After Moshi, Kyutai launches Unmute, the free voice of the AI

The Kyutai artificial intelligence laboratory, founded in 2023 by Iliad, CMA CGM and Schmidt Sciences, has just presented Unmute, a technology aimed at providing large language models with a voice and an ear. Behind this innovation, the ambition to transform interactions with AI into fluid vocal exchanges, without latency or rigidity, while part of an opening logic.

Tl; dr what you need to know about Kyutai’s unmute

👥 For whom is it important?

Researchers and engineers in vocal and multimodal AI
European startups and publishers incorporating AI assistants
Public institutions looking for sovereign alternatives
Open source developers and language models
Technical directions exploring vocal modular bricks

💡 Why is it strategic?

Add vocal capacities to all LLM via a modular system
Strong reduction in latency thanks to early synthesis
Alternative positioning open to Openai, Google or Baidu solutions
Technology published in open source to promote adoption in Europe
Interoperable tool, excluding owner infrastructure, usable on a scale

🔧 What it changes concretely

Vocal interaction without noticeable, more natural delay
Configurable voice from short samples, without heavy training
Behavioral customization by simple textual textual
Possible deployment on existing systems, without cloud dependence
Testable technology immediately, publication of the imminent code

Unmute is based on a modular architecture articulated around two bricks, a real -time vocal transcription module with a semantic end of speech detector, and a proactive vocal synthesis, capable of starting to speak before the textual response is finalized. The interaction thus gains in continuity, without the conventional ruptures linked to speech towers or treatment times.

The tool allows you to configure a voice in a few seconds of audio samples and control the personality of the agent by prompt textual. It is designed to adapt to all use cases, from customer support to on -board assistance, including training or creation tools.

Kyutai positions unmot as a free alternative to proprietary solutions proposed by the dominant actors. The latter have considerably accelerated the development of their vocal offers in the last twelve months. OPENAI has just announced an advanced version of chatgpt incorporating a real -time vocal mode, based on Whisper (STT) and an owner generative engine, capable of emulating human intonations and emotions. The published demonstration shows continuous dialogues with less than 300 ms of latency, coupled with a detection capacity of silences and interruptions close to human conversation.

Google continues to integrate Gemini into the Android ecosystem, with vocal functions available locally on certain devices, aimed at offline. Deepmind published at the end of April a set of benchmarks on its vocal systems, showing performance close to humans at the speed of response, prosody and understanding of the context.

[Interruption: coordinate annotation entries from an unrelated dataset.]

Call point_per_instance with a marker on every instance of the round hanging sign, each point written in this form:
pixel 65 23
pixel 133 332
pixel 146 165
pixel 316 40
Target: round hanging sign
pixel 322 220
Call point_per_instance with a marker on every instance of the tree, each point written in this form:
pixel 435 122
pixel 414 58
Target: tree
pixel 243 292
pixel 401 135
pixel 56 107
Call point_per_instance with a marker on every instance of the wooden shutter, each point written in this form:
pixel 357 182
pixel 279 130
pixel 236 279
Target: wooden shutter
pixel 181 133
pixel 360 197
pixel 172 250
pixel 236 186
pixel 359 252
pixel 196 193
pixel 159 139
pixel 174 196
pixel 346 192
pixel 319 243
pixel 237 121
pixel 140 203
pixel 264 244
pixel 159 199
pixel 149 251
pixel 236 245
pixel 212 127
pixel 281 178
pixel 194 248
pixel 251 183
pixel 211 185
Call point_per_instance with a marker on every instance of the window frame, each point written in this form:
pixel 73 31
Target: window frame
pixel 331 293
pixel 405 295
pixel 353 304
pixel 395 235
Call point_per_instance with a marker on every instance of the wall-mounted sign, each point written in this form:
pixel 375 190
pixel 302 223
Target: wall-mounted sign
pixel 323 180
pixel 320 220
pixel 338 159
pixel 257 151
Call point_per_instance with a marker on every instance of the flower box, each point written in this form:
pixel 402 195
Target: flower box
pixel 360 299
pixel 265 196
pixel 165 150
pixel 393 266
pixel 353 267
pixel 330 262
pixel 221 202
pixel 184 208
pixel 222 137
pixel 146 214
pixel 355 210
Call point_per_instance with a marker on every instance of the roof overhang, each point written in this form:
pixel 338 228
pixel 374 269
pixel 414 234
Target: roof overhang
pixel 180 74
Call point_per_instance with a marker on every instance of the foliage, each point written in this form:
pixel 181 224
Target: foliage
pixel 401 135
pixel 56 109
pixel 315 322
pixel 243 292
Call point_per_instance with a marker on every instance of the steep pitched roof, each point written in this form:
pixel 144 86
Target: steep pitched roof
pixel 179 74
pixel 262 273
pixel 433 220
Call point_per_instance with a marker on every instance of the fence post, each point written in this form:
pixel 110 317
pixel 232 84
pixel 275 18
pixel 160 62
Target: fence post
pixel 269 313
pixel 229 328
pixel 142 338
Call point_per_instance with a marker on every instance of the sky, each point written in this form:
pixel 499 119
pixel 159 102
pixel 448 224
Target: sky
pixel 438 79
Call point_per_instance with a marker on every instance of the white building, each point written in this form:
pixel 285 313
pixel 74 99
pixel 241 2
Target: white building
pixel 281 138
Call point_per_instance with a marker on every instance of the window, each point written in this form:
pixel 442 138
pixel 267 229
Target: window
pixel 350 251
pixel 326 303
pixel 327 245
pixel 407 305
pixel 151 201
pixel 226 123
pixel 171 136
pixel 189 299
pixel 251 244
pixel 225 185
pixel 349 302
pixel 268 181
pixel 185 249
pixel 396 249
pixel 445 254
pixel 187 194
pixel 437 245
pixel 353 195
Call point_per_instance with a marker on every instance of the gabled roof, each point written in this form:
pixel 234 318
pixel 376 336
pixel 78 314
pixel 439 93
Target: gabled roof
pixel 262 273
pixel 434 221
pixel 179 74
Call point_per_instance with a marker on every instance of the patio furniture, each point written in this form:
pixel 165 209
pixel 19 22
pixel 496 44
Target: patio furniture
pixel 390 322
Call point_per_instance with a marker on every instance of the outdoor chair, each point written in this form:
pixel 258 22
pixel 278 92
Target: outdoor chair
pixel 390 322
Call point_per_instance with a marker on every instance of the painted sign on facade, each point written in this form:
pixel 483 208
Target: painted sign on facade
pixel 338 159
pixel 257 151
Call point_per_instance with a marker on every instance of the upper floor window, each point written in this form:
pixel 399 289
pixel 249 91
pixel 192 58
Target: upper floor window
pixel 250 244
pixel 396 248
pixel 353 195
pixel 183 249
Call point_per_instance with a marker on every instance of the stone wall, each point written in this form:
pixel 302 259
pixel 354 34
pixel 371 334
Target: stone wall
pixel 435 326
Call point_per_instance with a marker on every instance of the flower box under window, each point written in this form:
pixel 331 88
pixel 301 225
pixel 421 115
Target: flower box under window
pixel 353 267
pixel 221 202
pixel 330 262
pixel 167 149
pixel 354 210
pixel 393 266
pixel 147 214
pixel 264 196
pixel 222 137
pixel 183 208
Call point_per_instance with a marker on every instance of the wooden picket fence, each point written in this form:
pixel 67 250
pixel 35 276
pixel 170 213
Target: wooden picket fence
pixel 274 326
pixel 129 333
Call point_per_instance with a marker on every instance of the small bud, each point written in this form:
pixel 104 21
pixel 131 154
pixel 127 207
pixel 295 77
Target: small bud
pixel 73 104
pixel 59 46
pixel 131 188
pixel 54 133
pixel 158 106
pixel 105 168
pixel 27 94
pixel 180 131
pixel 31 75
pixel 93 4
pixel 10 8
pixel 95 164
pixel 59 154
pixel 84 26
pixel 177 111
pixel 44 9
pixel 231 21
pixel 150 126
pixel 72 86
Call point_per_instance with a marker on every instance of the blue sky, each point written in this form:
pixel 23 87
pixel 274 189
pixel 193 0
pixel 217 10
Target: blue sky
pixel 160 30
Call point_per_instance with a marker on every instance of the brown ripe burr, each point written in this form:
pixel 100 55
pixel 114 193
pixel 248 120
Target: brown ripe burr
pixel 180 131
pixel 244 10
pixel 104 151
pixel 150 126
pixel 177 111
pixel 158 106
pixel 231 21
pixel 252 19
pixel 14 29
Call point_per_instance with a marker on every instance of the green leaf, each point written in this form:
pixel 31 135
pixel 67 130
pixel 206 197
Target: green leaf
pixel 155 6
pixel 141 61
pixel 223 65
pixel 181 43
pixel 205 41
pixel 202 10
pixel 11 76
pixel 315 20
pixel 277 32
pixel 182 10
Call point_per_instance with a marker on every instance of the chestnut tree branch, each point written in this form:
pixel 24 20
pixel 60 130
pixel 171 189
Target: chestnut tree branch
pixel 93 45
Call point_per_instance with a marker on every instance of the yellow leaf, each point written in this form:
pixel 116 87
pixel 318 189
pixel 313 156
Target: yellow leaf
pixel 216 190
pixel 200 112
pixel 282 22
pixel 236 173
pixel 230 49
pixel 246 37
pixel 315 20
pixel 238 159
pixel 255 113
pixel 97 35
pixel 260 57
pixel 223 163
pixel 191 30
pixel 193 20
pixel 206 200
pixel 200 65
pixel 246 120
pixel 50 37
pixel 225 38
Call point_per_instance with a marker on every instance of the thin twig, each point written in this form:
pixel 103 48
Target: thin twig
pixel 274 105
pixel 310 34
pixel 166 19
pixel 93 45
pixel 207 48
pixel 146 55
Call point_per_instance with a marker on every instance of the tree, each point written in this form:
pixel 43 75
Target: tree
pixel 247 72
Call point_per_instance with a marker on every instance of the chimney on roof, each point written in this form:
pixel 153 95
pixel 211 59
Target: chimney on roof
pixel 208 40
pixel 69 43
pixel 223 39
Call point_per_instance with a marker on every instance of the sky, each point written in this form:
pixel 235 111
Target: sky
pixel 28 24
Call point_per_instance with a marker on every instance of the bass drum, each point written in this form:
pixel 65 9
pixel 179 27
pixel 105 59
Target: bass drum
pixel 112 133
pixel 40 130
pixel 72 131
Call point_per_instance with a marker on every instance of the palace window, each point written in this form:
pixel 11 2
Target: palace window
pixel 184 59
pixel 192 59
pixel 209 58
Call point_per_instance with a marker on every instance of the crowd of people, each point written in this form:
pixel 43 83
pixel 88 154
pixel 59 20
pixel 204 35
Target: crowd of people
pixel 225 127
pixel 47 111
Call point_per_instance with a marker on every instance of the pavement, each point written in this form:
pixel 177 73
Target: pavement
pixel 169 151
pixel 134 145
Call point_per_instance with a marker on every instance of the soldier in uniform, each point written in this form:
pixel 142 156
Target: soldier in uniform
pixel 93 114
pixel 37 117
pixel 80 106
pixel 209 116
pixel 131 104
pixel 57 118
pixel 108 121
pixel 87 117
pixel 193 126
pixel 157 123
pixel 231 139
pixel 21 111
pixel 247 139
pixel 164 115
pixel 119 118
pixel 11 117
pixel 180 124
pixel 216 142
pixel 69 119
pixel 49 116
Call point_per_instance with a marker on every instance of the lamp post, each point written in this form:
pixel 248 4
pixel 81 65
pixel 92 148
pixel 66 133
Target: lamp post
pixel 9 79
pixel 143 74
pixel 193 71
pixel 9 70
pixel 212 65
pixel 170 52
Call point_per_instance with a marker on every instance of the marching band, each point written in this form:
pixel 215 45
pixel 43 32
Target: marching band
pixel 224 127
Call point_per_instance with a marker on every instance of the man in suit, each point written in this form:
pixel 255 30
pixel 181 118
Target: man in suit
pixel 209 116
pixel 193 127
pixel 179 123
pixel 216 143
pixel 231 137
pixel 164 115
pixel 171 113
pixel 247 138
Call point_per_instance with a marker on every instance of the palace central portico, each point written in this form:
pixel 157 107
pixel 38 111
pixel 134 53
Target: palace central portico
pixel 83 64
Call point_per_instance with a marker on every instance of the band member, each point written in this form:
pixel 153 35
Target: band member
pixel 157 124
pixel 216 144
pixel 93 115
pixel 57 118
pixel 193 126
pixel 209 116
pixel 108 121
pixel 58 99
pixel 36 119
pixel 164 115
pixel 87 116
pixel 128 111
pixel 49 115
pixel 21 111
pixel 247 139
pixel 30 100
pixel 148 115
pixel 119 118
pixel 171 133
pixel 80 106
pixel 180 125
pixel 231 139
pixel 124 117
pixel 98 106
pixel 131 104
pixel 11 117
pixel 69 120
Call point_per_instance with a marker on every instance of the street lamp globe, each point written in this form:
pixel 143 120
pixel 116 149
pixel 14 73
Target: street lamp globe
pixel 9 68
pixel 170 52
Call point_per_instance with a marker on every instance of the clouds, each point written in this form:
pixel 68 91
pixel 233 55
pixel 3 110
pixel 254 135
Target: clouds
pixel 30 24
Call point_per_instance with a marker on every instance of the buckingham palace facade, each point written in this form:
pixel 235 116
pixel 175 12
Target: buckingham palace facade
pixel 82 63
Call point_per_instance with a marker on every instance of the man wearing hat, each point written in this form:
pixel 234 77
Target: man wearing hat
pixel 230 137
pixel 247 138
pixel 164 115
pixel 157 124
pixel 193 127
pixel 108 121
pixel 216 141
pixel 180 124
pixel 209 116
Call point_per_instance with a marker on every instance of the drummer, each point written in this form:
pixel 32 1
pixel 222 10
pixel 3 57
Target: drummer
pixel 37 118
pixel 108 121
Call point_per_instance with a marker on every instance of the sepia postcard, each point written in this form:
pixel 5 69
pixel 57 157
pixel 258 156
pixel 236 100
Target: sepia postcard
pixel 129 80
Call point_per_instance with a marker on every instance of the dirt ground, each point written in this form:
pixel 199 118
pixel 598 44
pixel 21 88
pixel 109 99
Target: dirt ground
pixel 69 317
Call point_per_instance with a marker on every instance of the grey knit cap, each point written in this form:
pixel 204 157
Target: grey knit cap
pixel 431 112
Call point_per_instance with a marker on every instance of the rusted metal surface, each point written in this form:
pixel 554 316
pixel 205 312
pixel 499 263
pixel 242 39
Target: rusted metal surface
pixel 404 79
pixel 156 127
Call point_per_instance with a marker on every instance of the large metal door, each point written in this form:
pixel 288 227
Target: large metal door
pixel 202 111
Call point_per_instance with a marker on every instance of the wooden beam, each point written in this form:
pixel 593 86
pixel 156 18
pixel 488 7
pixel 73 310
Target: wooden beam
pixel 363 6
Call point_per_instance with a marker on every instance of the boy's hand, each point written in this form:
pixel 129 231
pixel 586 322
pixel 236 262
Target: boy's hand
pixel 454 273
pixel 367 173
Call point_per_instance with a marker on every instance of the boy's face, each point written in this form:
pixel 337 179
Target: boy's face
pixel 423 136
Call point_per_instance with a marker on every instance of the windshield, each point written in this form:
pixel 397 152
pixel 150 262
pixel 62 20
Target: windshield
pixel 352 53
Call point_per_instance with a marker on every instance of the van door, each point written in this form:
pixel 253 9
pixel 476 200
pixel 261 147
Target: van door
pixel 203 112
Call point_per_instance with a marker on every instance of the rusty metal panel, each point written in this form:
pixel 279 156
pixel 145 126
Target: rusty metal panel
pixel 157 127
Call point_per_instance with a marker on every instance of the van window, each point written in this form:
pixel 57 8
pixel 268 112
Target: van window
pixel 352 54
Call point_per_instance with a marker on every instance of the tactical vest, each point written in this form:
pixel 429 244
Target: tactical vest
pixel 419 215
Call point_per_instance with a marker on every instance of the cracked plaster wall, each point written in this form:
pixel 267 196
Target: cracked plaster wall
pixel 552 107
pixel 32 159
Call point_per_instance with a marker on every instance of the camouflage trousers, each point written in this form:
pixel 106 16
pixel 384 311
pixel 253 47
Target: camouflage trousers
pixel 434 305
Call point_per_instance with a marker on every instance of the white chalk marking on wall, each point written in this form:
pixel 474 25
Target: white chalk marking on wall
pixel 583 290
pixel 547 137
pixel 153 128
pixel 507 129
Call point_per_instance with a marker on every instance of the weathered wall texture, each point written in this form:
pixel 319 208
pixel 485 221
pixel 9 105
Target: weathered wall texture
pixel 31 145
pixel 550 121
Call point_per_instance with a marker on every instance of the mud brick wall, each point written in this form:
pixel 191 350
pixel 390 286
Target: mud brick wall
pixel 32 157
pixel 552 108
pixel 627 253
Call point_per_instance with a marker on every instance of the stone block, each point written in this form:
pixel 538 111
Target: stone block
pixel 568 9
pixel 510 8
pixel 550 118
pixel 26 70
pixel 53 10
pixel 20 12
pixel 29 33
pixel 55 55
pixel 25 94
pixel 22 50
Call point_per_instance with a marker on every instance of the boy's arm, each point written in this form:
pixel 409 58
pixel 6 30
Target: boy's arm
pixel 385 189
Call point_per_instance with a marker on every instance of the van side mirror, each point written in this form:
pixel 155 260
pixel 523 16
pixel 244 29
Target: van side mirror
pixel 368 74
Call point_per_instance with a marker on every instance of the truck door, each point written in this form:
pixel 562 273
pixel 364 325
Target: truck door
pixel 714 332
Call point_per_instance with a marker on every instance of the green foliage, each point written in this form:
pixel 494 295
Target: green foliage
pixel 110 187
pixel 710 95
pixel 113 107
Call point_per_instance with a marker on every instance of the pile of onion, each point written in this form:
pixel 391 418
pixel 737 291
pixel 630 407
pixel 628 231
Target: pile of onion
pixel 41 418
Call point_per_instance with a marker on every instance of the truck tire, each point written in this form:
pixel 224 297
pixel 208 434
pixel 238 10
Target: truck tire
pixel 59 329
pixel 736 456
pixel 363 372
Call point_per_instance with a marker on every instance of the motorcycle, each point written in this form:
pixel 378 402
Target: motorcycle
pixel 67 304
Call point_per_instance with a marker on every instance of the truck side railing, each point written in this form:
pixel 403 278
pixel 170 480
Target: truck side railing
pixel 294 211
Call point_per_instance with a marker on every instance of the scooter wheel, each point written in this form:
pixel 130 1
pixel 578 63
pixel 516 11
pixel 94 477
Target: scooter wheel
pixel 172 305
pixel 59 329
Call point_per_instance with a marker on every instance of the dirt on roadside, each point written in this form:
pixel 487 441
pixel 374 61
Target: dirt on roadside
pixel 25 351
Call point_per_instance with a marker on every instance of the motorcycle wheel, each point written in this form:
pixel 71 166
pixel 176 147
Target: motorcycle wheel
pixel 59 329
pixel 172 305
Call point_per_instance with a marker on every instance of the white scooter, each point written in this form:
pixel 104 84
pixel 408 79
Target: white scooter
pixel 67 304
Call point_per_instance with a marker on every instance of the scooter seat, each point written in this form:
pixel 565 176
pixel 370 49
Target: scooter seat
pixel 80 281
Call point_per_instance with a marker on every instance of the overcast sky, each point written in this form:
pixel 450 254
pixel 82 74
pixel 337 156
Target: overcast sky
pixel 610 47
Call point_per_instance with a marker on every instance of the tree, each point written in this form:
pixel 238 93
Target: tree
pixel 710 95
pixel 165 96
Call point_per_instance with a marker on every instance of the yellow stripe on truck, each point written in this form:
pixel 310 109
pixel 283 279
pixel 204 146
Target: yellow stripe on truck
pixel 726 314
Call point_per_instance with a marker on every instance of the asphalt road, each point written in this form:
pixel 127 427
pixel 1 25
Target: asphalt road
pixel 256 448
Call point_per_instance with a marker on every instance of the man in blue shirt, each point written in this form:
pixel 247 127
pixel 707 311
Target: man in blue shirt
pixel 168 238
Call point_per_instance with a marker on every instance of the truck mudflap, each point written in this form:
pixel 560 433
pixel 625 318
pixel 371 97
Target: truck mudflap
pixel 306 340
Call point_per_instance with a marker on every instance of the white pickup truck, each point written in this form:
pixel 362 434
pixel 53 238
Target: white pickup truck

Meta, via her Voicebox project, explores multitasking TTS models capable of reproducing a voice from a few seconds of audio, with applications still limited to research for security reasons. Amazon, for its part, continues to integrate Alexa into more powerful generation models, with an emphasis on the historicization of the user context.

On the side of the Chinese actors, Baidu and Iflytek strengthen their capacities of multimodal vocal assistants on mobile, often natively embarked on bones, with a logic of complete integration between recognition, generation and synthesis, sometimes coupled with proprietary recommendation engines.

In this context, Kyutai’s proposal differs less by its performance, still little documented, than by its strategic choice of a modular system, interoperable, and published in open source. As with Moshi or Hibiki, the objective is to allow European developers, researchers or companies to appropriate technology without dependence on closed APIS or infrastructure. The testable version of Unmute is already online on Unmute.sh, pending a complete publication of the source code in the coming weeks.

This approach is part of a logic of European technological sovereignty, while the majority of reference vocal bricks are today American or Chinese. But the open source does not guarantee adoption, the success of UNUMUT will depend on its ability to easily integrate into industrial uses, to demonstrate equivalent performance with owner standards, and to mobilize a community of contributors capable of maintaining and improving it.

Since its creation, Kyutai has published several notable models, Moshi, Hibiki, Mimi, Helium, Moshivis, with a workforce limited to around twenty people.